# Zero or negative income



## Zawop (Jan 10, 2019)

With the IRS standard deduction of $.55/ mile and uber paying $.65 /mile only with the passenger in the the vehicle what would be expected reported income? Would it be suspicious to the IRS to claim negative income?


----------



## UberTaxPro (Oct 3, 2014)

Zawop said:


> With the IRS standard deduction of $.55/ mile and uber paying $.65 /mile only with the passenger in the the vehicle what would be expected reported income? Would it be suspicious to the IRS to claim negative income?


Mileage expenses need to be documented. If you've got the documentation and the miles are "ordinary and necessary" to your ride-share business, suspicion shouldn't be an issue. Recently I've heard of more mail audits for schedule c filers showing negative income, usually all they want from ride-share drivers is the mileage log. I understand your concern but really all you have to do is send them a copy of your mileage log and your good. Let them be suspicious if they want!


----------



## Stevie The magic Unicorn (Apr 3, 2018)

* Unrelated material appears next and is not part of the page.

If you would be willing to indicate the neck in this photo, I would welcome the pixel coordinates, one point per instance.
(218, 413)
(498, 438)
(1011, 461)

The IRS has to know about it by now. The simple fact is that uber/lyft drivers are being paid a fraction perm mile of what taxi/towncar drivers who are using the same vehicles get paid.

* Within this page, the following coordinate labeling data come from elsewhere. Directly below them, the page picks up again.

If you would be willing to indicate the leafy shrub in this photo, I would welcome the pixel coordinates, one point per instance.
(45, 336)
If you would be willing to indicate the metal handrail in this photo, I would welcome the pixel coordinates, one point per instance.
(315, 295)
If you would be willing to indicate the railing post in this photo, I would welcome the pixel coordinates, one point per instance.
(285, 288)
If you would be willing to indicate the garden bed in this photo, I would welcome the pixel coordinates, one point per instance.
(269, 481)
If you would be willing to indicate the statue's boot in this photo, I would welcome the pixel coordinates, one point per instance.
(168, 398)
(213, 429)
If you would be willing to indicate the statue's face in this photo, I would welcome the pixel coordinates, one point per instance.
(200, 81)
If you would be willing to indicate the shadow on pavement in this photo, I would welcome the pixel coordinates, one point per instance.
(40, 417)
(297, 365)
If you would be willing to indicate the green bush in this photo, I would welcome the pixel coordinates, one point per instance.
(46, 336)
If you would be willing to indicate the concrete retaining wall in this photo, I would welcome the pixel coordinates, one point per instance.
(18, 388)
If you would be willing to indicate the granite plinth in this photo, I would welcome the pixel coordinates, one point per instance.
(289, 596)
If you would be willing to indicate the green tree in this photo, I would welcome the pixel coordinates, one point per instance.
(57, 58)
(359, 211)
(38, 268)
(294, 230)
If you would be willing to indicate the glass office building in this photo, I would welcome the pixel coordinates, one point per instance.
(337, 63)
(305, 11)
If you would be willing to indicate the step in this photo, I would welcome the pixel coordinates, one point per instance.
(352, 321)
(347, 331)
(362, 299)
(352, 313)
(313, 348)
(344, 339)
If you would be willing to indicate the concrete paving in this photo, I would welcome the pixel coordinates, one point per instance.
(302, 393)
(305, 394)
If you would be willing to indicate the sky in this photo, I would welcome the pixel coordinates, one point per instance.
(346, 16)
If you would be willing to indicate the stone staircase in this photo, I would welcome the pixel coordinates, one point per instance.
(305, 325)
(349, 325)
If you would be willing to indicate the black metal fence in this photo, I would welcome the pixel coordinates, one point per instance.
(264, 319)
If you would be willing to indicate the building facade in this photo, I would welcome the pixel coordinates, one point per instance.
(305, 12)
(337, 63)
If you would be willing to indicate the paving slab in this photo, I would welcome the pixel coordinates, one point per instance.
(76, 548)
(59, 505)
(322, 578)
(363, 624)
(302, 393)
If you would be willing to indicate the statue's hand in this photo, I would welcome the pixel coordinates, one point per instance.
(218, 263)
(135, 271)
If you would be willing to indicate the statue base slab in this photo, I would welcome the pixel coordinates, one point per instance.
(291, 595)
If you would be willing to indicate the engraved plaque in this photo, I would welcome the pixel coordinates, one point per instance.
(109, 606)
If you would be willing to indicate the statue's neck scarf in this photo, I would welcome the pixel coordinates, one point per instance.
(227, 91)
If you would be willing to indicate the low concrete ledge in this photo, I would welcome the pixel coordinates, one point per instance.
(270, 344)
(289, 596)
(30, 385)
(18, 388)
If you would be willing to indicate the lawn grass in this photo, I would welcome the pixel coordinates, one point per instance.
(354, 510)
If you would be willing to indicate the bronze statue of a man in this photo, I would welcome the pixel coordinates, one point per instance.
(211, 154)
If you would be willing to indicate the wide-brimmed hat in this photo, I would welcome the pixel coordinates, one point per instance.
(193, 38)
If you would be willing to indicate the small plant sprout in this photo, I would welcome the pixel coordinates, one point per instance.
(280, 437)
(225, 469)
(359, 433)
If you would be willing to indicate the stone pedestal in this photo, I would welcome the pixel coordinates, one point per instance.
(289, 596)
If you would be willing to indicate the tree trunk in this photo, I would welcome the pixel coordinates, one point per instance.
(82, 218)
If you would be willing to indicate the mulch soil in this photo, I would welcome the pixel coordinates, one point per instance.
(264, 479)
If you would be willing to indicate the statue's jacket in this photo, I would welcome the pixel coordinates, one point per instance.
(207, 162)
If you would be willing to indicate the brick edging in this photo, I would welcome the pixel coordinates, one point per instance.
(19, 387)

The saving grace is that the IRS deduction figure is calculated using information from independent 3rd party sources.

The other saving grace is that most politicians have shiny sports cars they use for l business reasons and they like deductions to.


----------



## FLKeys (Dec 27, 2018)

Stevie The magic Unicorn said:


> The IRS has to know about it by now. The simple fact is that uber/lyft drivers are being paid a fraction perm mile of what taxi/towncar drivers who are using the same vehicles get paid.
> 
> The saving grace is that the IRS deduction figure is calculated using information from independent 3rd party sources.
> 
> The other saving grace is that most politicians have shiny sports cars they use for l business reasons and they like deductions to.


I'm sure they do and I'm sure they know many do not keep proper mileage logs. Sending an audit my mail cost them hardly anything and they will eventually land a big fish that way over stated their miles.

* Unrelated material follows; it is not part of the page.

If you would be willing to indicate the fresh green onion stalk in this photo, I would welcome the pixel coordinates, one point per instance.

Many here say my mileage log is too much before they even give it a try. I'll be the fish that the IRS has to toss back because I am out of season.


----------



## Stevie The magic Unicorn (Apr 3, 2018)

FLKeys said:


> I'm sure they do and I'm sure they know many do not keep proper mileage logs. Sending an audit my mail cost them hardly anything and they will eventually land a big fish that way over stated their miles.
> 
> Many here say my mileage log is too much before they even give it a try. I'll be the fish that the IRS has to toss back because I am out of season.


Your getting florida rates,

It wouldn't shock me if mileage put you $10,000 in the hole for the year.


----------



## polar2017 (Jul 1, 2017)

I have reported a net loss 3 years in a row driving rideshare.


----------



## RadarRider (Feb 12, 2019)

I have my mileage at the beginning of the year and the end. I rarely use my car for anything else and we use my girlfriends care to do stuff. My rideshare mileage combined with lyft and Uber is a smidge higher.
Now... I realize that I am going to have to keep my uber app on with DM, and due to the stealing of a percentage - just reject every ride on my way home.


----------